In vitro antiplasmodial efficacy of synthetic coumarin-triazole analogs

• Published in: European journal of medicinal chemistry Vol. 145; pp. 735 - 745
• Main Authors: Yadav, Neesha, Agarwal, Drishti, Kumar, Satyanand, Dixit, A.K., Gupta, Rinkoo D., Awasthi, Satish K.
• Format: Journal Article
• Language: English
• Published: ISSY-LES-MOULINEAUX Elsevier Masson SAS 10.02.2018; Elsevier
• Subjects: Antiplasmodial; Chemistry, Medicinal; Coumarin; DNA gyrase; Life Sciences & Biomedicine; Pharmacology & Pharmacy; Plasmodium falciparum; Science & Technology; Plasmodium falciparum; Antiplasmodial; Coumarin; DNA gyrase; ANTIMALARIAL ACTIVITY; AGENTS; CHALCONE; DERIVATIVES
• ISSN: 0223-5234; 1768-3254
• DOI: 10.1016/j.ejmech.2018.01.017

Twenty two diverse coumarin-triazole derivatives were synthesized by alkylation of 7-hydroxy-4-methyl-coumarin followed by click chemistry at 7-position.
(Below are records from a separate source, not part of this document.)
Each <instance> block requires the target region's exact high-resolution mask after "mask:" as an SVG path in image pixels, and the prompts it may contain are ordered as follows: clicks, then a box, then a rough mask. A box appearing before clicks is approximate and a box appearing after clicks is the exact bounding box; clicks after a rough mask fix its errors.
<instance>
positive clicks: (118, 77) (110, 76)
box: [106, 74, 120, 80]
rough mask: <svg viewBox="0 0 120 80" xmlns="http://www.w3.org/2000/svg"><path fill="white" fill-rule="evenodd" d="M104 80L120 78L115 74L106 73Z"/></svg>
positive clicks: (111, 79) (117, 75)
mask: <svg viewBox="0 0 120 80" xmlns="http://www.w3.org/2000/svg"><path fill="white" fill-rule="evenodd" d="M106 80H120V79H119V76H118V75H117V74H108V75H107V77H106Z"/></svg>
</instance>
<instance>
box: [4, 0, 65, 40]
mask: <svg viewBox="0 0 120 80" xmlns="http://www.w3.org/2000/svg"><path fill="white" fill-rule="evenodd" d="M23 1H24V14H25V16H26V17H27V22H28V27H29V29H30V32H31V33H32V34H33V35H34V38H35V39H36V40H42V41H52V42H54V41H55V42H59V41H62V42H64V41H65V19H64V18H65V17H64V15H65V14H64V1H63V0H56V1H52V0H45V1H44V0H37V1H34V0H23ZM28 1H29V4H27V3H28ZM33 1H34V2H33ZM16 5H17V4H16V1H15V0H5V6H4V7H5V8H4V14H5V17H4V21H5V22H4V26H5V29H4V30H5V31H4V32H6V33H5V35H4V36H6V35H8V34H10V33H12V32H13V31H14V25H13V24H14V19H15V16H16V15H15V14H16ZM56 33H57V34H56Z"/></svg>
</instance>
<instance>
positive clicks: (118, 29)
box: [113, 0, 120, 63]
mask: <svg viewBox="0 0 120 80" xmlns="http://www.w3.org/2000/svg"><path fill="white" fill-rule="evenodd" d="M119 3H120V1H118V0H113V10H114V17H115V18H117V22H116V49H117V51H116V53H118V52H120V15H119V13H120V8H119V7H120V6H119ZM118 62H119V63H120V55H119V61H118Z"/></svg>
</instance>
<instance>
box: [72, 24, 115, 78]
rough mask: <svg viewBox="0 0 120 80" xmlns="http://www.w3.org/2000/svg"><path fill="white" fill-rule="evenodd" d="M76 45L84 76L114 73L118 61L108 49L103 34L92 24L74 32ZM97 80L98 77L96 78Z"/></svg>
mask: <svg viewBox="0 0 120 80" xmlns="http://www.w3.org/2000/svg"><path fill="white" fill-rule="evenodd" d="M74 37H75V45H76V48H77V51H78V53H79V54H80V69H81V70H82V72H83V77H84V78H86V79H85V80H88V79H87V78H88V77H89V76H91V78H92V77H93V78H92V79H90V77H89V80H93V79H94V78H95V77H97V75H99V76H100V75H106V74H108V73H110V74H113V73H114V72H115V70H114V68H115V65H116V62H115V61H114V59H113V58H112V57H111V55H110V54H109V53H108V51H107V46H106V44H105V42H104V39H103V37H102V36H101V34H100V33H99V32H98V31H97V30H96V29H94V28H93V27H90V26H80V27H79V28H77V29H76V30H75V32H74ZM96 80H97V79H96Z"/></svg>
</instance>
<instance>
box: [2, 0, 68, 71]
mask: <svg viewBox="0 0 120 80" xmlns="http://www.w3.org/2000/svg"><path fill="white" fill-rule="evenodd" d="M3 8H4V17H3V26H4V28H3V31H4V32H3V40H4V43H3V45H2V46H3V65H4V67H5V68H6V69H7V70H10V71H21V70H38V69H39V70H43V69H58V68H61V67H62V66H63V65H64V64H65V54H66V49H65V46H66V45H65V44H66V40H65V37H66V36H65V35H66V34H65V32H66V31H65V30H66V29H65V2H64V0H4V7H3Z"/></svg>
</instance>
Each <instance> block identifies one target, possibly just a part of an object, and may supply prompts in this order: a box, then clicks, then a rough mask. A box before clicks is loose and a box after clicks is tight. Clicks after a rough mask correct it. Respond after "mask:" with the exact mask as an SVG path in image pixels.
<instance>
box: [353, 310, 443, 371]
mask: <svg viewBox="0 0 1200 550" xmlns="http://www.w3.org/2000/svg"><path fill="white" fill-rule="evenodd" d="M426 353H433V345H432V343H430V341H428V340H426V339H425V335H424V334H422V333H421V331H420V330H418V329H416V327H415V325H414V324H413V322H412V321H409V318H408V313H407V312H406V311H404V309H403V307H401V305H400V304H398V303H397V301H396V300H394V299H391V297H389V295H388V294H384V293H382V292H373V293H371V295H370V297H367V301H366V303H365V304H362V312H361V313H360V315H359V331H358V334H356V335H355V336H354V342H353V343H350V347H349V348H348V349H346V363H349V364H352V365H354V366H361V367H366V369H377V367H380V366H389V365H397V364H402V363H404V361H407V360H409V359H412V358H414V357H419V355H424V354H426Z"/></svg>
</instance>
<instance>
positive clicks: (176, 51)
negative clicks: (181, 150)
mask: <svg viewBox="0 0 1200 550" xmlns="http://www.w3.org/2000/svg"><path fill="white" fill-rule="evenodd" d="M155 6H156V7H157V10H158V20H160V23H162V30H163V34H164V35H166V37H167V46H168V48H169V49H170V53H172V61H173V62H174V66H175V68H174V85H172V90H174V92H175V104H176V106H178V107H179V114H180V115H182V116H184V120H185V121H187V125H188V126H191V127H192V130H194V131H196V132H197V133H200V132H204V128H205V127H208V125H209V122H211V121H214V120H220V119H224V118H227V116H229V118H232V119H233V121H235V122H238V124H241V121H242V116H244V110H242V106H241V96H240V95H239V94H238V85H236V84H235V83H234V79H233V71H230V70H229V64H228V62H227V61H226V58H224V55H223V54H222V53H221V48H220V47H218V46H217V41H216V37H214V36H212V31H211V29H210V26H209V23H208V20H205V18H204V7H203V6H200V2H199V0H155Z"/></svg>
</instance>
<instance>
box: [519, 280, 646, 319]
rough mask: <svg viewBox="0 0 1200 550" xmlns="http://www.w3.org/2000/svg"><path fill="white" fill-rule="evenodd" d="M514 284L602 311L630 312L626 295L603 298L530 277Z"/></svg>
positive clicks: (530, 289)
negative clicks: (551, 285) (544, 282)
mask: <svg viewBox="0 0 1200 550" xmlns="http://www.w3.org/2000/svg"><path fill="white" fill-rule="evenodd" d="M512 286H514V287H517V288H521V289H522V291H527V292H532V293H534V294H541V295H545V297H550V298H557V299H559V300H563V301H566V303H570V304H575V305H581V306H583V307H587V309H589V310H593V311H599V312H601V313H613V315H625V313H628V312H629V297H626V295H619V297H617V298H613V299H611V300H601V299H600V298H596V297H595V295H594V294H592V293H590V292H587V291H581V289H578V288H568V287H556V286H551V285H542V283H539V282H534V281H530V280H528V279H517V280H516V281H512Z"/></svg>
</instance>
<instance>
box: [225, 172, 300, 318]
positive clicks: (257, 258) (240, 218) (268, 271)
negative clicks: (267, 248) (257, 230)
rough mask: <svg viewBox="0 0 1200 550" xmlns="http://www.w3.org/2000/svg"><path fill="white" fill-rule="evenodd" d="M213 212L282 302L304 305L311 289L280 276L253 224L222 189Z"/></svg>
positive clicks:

These compounds were evaluated for their in vitro antiplasmodial activity against chloroquine sensitive strain of Plasmodium falciparum (3D7). Compound 9 (7-[1-(2, 4-dimethoxy-phenyl)-1H- [1–3] triazol-4-ylmethoxy]-4-methyl-chromen-2-one) was found most active with IC50 value 0.763 ± 0.0124 μg/mL. Further, the structure of compound 20 was characterized by single crystal X-ray diffraction. In view of impressive results, we considered it worthwhile to validate the results of in vitro antiplasmodial activity by assessing whether these compounds are capable of hampering the catalytic activity of DNA gyrase, thus preventing its supercoiling function. [Display omitted] •Coumarin-triazole derivatives were synthesized by alkylation of 7-hydroxy-4-methyl-coumarin followed by click chemistry.•Most of the compounds demonstrated promising in vitro antiplasmodial activities.•They displayed inhibition of the supercoiling activity of DNA gyrase enzyme.